Starks, a sophomore marketing major at UK, should be turning 20 this year. Because this will only be the fifth leap year that has come around since she was born, this is only the fifth time she has celebrated her true birth date.

“I feel special being born on a day that is so rare,” Starks said. “My only complaint is when I sign up for memberships at places, I get scared to put my real birthday because I don’t want to miss out on birthday coupons.”

Starks celebrates her birthday on March 1 when it’s not leap year because she said it would feel wrong celebrating the day before she was born.

Cracraft, a senior studying mechanical engineering, said that he celebrated his birthday February 28 and March 1 as a kid while waiting for leap year.

“When I was younger, I had two birthday parties, one on February 28 and one on March 1,” Cracraft said. “It’s funny getting little kid birthday cards from your relatives whenever you have a ‘real’ birthday.”

A unique benefit of being a leap day baby is that you can do certain things a day before you officially turn a year older. For instance, on Cracraft’s 21st birthday, since it wasn’t a leap year, he was able to buy alcohol on February 28, a day early.
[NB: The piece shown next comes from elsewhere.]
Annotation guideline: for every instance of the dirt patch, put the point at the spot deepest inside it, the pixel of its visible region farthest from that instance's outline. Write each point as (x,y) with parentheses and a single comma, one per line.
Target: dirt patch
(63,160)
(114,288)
He will be 24 this year, or only six in leap years.

Reed, a UK alum who graduated in 2014 with a degree in biology, grew up celebrating his birthday on February 28 when it wasn’t leap year because it was sooner than March 1, his other option.

Reed said that this birthday won’t be a lot different than his previous birthdays other than him being able to celebrate it on his actual birthday.

“I mean, I have been waiting on this day for years—literally,” Reed said.

Starks, Cracraft and Reed all have plans to have dinner with family and friends for their birthdays this leap year.